Pauvreté matérielle : on cherche tous un minimum pour notre vie et même plus si possible. Vivre dignement nécessite un minimum d’aisance. Il n’y a rien de mal à chercher une stabilité, à donner le maximum à sa famille, à rechercher une vie meilleure. On a même le devoir de pourvoir aux besoins des siens. Cela ne signifie pas qu’il faille se lancer dans une course effrénée et concurrente. La course aux biens matériels nous rend triste. La concurrence ou la comparaison avec le bien des autres nous rend nerveux, comme si on était semblable et non unique, comme si l’étalage de mes richesses me valorisait. S’il n’y a rien de mal à être riche, il y a danger à s’enfermer sur soi et à se comparer aux autres. Il y a danger à vouloir toujours plus et à s’enfermer dans l’égoïsme. Il y a danger à échanger son âme contre quelques pièces d’or insignifiantes.  Face à ce danger, Jésus recommande la simplicité et même la pauvreté.

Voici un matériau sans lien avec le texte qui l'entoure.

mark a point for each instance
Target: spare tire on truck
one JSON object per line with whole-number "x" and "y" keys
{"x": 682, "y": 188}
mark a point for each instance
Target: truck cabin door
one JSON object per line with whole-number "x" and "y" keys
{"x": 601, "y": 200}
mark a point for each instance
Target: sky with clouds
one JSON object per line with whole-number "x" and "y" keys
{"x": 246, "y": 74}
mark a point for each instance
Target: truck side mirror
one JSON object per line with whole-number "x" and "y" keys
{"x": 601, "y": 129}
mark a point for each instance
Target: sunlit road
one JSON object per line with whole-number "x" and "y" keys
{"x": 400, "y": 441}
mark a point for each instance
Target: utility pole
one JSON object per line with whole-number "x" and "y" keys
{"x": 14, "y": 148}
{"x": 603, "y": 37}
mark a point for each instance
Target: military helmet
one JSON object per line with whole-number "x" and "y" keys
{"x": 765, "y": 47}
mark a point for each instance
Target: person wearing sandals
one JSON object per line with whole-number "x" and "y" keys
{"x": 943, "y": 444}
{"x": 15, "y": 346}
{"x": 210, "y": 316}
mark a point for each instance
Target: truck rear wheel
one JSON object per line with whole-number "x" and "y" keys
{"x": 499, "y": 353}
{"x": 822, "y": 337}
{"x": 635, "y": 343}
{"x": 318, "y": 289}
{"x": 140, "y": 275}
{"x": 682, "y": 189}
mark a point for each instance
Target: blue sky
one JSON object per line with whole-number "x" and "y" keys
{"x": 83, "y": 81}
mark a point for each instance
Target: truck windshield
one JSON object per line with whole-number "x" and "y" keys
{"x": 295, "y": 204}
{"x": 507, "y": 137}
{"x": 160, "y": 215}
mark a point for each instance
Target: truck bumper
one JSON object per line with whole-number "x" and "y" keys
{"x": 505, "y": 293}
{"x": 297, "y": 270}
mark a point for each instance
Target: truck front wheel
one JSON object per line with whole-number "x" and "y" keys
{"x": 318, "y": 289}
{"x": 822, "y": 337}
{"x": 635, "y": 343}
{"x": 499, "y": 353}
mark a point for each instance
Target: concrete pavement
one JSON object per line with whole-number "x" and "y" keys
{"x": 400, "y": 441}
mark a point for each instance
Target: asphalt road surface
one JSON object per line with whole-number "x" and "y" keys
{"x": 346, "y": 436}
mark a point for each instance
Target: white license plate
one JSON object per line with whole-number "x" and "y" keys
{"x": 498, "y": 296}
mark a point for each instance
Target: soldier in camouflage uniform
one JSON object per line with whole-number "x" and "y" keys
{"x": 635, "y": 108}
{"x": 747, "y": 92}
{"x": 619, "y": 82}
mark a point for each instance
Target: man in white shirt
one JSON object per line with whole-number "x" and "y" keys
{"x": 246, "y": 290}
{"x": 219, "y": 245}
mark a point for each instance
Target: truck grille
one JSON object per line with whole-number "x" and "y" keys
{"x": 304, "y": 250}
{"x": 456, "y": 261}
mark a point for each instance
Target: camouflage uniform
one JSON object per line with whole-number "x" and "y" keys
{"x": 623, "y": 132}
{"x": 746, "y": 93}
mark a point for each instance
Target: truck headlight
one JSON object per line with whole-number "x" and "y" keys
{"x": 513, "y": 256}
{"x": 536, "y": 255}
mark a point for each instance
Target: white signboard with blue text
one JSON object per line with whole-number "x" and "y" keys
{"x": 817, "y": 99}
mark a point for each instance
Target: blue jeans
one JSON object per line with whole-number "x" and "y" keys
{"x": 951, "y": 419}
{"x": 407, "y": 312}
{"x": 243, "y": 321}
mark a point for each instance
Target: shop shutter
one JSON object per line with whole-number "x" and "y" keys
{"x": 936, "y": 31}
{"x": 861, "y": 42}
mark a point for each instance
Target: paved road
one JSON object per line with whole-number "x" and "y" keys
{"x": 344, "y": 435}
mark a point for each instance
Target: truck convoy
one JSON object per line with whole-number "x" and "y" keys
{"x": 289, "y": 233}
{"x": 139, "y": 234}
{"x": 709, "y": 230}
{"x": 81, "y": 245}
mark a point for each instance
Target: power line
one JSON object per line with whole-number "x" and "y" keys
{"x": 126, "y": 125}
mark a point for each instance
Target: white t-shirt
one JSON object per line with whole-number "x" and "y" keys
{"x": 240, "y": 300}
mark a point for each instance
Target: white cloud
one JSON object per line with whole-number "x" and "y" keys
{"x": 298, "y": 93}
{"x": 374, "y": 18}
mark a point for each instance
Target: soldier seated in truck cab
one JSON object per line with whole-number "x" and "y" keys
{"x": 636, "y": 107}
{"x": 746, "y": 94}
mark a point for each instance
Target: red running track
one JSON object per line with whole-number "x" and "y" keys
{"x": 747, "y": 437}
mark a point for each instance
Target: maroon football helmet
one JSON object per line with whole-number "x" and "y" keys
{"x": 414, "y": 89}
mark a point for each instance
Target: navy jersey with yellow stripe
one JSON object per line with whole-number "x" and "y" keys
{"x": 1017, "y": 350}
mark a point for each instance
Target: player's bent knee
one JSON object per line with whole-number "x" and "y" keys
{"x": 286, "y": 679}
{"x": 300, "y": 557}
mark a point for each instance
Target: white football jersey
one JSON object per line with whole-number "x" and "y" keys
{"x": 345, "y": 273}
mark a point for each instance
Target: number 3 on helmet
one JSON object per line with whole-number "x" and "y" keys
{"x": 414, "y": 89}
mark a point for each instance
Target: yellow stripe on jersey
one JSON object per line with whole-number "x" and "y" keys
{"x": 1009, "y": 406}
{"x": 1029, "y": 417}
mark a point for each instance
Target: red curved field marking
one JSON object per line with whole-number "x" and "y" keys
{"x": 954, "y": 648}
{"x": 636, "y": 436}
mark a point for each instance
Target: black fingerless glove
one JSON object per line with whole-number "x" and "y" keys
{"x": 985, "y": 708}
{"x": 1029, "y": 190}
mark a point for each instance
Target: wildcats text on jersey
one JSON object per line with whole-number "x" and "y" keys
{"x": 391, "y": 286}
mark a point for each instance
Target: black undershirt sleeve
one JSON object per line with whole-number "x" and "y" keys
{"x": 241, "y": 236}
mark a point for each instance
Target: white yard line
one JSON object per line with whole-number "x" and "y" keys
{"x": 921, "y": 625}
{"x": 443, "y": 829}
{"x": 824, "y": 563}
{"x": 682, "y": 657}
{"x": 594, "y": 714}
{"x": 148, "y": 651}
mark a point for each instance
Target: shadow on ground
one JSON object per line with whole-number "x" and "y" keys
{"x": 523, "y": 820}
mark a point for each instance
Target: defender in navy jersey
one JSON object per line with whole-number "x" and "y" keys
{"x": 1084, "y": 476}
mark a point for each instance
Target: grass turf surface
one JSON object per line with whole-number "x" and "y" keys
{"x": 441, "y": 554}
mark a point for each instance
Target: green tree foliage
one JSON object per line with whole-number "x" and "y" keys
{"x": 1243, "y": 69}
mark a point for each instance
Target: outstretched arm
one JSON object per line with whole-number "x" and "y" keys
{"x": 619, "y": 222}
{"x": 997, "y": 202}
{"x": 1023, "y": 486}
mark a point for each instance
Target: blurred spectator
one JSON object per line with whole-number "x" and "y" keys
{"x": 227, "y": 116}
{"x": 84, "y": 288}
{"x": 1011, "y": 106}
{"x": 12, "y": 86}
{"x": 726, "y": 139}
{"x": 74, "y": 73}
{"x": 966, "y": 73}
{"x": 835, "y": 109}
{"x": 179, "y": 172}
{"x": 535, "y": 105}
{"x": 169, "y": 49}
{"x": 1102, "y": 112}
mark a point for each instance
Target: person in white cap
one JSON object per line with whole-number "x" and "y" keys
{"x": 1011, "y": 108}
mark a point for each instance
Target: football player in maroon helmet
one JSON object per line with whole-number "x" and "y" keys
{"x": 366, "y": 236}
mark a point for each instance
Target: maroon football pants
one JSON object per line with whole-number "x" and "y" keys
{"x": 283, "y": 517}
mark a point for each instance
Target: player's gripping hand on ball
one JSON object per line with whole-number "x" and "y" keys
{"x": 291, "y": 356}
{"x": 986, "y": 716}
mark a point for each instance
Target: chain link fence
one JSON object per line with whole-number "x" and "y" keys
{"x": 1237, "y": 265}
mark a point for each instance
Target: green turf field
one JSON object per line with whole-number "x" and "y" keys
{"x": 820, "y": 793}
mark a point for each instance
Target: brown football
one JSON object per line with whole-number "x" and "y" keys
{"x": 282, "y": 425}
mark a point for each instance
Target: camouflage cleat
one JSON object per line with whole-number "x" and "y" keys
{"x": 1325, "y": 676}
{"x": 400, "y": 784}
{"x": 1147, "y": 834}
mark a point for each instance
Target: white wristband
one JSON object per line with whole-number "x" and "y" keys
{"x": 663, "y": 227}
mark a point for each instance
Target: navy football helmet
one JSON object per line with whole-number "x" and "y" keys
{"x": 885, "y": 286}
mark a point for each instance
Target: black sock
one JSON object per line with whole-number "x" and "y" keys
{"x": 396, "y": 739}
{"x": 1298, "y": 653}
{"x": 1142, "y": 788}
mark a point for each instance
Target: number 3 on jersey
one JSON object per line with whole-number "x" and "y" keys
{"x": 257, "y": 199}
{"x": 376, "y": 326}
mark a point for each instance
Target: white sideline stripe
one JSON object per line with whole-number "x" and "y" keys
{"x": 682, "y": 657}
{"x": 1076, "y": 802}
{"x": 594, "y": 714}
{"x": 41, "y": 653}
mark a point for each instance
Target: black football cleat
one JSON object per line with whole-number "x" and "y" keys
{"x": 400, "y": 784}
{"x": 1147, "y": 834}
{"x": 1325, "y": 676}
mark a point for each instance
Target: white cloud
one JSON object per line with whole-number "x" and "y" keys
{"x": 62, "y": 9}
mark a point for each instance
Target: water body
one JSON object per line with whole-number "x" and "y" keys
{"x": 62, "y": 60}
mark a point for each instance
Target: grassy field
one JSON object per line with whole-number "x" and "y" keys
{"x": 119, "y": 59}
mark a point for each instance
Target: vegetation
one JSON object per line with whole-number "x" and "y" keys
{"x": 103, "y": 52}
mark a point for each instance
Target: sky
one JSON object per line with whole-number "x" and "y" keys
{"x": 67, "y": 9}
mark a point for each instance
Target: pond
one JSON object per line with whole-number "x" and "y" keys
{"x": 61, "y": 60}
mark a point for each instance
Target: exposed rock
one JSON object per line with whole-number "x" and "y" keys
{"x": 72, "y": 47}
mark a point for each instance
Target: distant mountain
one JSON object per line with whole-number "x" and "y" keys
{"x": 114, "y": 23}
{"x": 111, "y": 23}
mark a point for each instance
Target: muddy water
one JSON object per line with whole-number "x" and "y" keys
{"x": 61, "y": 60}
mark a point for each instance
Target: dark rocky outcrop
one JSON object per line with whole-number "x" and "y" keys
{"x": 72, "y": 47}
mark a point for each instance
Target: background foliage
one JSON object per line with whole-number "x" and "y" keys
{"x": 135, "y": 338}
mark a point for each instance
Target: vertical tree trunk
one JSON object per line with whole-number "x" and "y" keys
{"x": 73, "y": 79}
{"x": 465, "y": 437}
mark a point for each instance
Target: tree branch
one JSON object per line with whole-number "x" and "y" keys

Nous sommes tous pauvres devant Dieu qui, riche en divinité, se fait pauvre pour nous. Le Christ désigne une voie simple, celle de la pauvreté intérieure, pour rencontrer Dieu. Le bien matériel, pas mauvais en soi, peut le devenir s’il devient un obstacle à notre croissance spirituelle et humaine.

  1. 2. Regard de Jésus.

C’est le regard de Jésus qui transforme les cœurs et pacifie les âmes. Souvent, son simple regard vient toucher les personnes, un regard d’amour et de compassion, de vérité et de paix. Il faut un cœur de pauvre pour laisser ce regard nous pénétrer et nous transformer.

Cœur de pauvre : celui qui se sait pauvre, limité, contingent se sait très humain. Celui qui connaît ses faiblesses et son péché se connaît en vérité. Celui qui a besoin de Dieu a besoin des autres. Voici le chemin spirituel qui conduit au Père par le regard du Fils dans la vitalité de l’Esprit Saint. Dieu alors lui donne la richesse qui anime la Trinité même, l’amour et la communion.

Regard d’amour : celui qui sait recevoir le regard du Christ, qui accueille cet amour paisible, qui se laisse toucher par la caresse divine pourra s’ouvrir au transcendant et à la présence des autres. Il y a une relation entre la pauvreté intérieure et la beauté de l’être, entre la quête de Dieu et l’accueil des autres. La compassion succède à la miséricorde. Un simple regard du Christ nous plonge dans le regard d’amour de la Trinité Sainte qui s’épanouit en communion éternelle.

  1. 3. Conclusion : l’amour rend libre

La pauvreté est recommandée par Jésus. Elle est d’abord intérieure, rejoignant en cela la pauvreté et la simplicité de Dieu. Dieu peut alors partager sa richesse divine et nous introduire dans le mystère de ses relations.

La pauvreté matérielle est bonne si elle aide à s’ouvrir aux autres et à harmoniser les relations. Elle trouve sa vérité dans la pauvreté du Christ. La richesse n’est pas un obstacle si elle est maintenue à sa juste place et si elle ne nous enchaîne pas dans des fers intenables.

La pauvreté est avant tout une attitude qui rejoint le cœur de Dieu. Elle rend libre comme l’amour.